Dominique’s basic passion is a fierce love of independence. But it is an independence that turns upon itself—in protest against the world she sees around her. Capable of great desire, she makes it her aim to desire nothing. Actually a saint, in that her subconscious demand is perfection—from herself and from all others—she finds a vicious delight in lowering herself to whatever action she considers most contemptible; since she cannot find perfection, she prefers its opposite extreme to compromise. But such conscious self-degradation is only her manner of a quest for the sublime. Her redemption is in that she never accepts spiritually the vile depths to which she descends; she defies the depths by descending.

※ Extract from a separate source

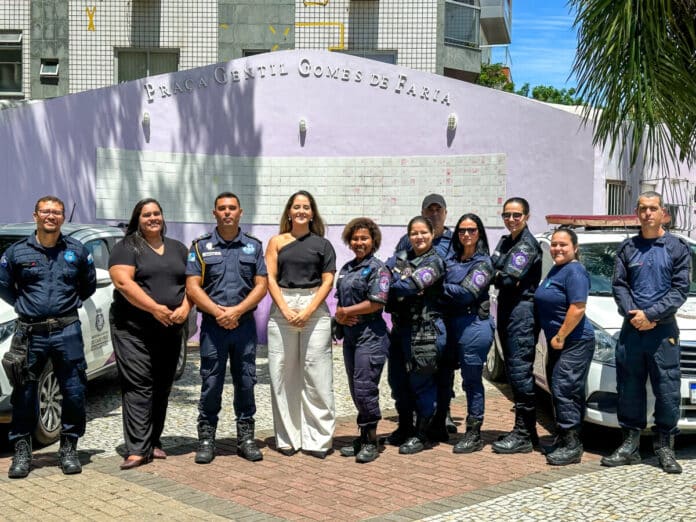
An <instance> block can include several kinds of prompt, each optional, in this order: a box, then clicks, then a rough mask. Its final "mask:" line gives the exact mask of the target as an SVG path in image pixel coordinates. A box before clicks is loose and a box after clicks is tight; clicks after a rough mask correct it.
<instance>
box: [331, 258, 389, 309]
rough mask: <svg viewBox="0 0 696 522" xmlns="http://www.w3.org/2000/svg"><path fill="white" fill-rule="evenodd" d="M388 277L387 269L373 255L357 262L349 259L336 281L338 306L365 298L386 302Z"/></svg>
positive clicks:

It is quite obviously inevitable that she should love Roark and that her love for him should be final, complete and immediate. It is a love too great to be endured in acceptance; she can bear it only by denying, by resisting it, by degrading it, by trying to destroy it. Like most women, and to a greater degree than most, she is a masochist and she wishes for the happiness of suffering at Roark’s hands. Sexually, Roark has a great deal of the sadist, and he finds pleasure in breaking her will and her defiance. Yet he loves her, and this love is the only passion for another human being in his whole life. And her love for him is essentially worship, it becomes her religion, it becomes her reconciliation with life, with humanity and with herself—but not until many years later.